何度もそれを繰り返したが、しまえには芋虫のように布団の中に潜り込もうとし始める。
「……少し話がしたい。いい加減に起きてくれないか?」
我慢の限界を迎えそうな俺は、いつもと変わらない大きさで声を出してみたところ、ようやく彼女はピクリと眠そうな態度をやめて固まった。
そしてぐっと背伸びをした後、体をゆっくりと起こしながら周りを困惑したような顔で見渡す。

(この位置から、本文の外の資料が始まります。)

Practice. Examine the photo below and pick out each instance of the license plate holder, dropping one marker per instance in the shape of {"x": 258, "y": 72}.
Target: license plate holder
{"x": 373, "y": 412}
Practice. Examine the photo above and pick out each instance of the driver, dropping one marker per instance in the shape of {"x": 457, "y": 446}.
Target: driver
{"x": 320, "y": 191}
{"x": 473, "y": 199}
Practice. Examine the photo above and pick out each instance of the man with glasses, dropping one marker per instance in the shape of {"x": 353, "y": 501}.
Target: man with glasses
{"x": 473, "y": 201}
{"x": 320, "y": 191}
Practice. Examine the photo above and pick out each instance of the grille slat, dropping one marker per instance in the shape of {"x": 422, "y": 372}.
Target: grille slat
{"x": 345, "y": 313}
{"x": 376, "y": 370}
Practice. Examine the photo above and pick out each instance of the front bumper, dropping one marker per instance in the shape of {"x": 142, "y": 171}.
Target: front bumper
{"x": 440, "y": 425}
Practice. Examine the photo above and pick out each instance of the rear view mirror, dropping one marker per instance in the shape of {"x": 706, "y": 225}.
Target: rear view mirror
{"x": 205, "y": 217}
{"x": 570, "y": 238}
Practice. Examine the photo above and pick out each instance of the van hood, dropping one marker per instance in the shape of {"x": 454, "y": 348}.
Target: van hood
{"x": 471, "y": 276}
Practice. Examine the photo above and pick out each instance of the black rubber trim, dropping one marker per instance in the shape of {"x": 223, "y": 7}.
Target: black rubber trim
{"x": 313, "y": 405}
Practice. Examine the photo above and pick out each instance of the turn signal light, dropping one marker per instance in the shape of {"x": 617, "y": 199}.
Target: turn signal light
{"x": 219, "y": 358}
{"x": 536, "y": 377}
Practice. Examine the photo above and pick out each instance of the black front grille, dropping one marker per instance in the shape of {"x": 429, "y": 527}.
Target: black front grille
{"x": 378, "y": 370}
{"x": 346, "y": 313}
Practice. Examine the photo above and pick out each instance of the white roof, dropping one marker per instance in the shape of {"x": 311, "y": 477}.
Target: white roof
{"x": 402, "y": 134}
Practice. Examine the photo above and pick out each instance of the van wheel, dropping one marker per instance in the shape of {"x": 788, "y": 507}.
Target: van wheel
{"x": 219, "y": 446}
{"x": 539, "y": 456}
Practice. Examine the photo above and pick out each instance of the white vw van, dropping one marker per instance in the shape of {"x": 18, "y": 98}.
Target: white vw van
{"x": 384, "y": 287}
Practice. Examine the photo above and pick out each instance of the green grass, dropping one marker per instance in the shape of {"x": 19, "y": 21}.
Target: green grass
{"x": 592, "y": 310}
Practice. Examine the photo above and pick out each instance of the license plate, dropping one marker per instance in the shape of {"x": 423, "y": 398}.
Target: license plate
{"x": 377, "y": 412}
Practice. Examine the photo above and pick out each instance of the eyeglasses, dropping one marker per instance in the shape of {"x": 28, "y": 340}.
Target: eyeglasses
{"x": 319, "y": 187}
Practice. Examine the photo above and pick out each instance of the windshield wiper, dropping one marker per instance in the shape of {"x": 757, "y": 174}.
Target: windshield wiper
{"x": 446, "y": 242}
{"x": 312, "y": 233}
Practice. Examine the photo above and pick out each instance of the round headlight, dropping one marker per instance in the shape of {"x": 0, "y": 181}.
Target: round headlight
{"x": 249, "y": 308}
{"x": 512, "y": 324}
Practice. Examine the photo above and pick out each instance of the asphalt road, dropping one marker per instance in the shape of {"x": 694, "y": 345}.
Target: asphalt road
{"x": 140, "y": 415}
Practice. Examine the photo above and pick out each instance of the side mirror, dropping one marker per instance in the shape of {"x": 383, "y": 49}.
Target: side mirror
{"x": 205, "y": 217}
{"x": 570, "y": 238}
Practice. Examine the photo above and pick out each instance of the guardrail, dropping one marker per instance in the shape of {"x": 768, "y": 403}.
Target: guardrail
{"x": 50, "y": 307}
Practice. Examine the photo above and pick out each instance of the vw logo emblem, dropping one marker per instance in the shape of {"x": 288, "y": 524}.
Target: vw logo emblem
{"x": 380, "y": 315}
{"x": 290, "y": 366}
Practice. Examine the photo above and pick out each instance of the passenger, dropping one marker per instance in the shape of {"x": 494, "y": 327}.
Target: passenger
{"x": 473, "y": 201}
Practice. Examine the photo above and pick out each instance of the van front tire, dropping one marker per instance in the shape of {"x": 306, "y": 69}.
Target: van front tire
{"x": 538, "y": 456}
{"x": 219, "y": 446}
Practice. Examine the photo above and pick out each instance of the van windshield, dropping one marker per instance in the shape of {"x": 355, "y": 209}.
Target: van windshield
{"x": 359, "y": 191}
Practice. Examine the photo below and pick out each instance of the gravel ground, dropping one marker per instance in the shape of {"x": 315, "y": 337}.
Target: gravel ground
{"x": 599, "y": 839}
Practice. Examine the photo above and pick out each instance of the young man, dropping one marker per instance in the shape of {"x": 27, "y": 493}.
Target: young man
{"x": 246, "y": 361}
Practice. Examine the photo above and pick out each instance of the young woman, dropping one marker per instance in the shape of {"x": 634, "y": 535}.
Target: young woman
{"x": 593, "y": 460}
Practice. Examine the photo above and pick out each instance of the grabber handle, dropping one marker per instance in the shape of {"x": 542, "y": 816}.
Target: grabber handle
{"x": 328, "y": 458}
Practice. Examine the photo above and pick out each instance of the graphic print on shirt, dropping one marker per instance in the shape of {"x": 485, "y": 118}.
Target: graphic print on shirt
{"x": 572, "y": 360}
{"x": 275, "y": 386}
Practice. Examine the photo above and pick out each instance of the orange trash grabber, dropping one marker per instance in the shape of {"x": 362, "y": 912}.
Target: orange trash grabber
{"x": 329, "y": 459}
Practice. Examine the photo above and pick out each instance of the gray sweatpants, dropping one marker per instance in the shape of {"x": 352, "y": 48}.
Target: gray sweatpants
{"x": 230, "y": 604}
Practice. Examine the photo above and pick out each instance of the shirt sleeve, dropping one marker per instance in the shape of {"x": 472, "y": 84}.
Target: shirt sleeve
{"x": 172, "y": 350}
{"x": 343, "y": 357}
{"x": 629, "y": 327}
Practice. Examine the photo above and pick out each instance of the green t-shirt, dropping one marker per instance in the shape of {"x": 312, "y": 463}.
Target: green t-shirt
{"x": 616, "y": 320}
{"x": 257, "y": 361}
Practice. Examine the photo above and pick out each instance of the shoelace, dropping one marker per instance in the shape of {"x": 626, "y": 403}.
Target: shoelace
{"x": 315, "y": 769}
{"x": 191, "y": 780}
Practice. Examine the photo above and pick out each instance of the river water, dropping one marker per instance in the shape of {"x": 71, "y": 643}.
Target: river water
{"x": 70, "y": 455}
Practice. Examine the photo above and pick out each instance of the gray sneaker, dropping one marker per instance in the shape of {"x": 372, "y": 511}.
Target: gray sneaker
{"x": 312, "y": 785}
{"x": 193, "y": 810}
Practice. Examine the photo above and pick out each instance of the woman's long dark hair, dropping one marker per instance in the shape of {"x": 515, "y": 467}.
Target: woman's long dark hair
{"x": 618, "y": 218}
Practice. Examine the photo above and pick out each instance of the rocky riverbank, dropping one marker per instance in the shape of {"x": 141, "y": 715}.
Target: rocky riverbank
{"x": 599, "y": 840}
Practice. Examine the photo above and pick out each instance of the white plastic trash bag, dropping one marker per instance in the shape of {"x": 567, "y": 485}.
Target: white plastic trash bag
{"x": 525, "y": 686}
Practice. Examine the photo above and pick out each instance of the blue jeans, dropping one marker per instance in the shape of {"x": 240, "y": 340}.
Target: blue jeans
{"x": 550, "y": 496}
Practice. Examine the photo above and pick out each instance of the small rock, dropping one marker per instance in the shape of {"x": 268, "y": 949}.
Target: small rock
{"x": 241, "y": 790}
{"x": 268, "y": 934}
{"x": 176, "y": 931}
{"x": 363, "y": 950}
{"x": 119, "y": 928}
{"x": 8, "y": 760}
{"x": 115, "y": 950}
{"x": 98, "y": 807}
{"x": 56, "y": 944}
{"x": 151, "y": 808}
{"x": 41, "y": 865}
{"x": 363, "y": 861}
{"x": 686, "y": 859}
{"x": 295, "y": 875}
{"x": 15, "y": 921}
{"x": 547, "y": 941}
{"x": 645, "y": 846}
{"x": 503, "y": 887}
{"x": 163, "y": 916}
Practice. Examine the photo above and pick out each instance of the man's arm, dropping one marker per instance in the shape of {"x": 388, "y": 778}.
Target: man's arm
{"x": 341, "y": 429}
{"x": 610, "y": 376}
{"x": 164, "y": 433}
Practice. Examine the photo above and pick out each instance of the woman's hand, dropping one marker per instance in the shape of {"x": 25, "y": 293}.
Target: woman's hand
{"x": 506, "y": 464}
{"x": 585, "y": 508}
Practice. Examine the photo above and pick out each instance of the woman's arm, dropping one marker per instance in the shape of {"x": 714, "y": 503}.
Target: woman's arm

「ん?……前が見えない。世界から光は失われてしまったの?」
「そうじゃない。お前の髪が長過ぎるのが原因だ」
彼女はそっと自分の前髪を触り、「わっ!」と声を上げて驚いたように少し手を上げた。
「びっくりした……アタシそんなに寝てたんだ」
そう言ってグッと背伸びをする。
「それで、貴方達はどなた様?この島に……いや、アタシの元まで辿り着けるなんて、ただものじゃないと思うけど」
髪をまくり上げて、俺たちをじっと見つめる。
エメラルドのような瞳はあまりにも綺麗で、これもまたバーグらが彼女を女神と崇める理由の1つになっている気がした。
「そうだな…お前の言う通りだ。俺達はただものじゃない。そんな俺たちと同じくただものじゃないお前に会いに来たんだ」
俺の話を微笑みながら聞いている彼女の姿はとても美しいもので、今いる環境も合わさり、本当に女神のような姿で、俺の瞳には映っていた。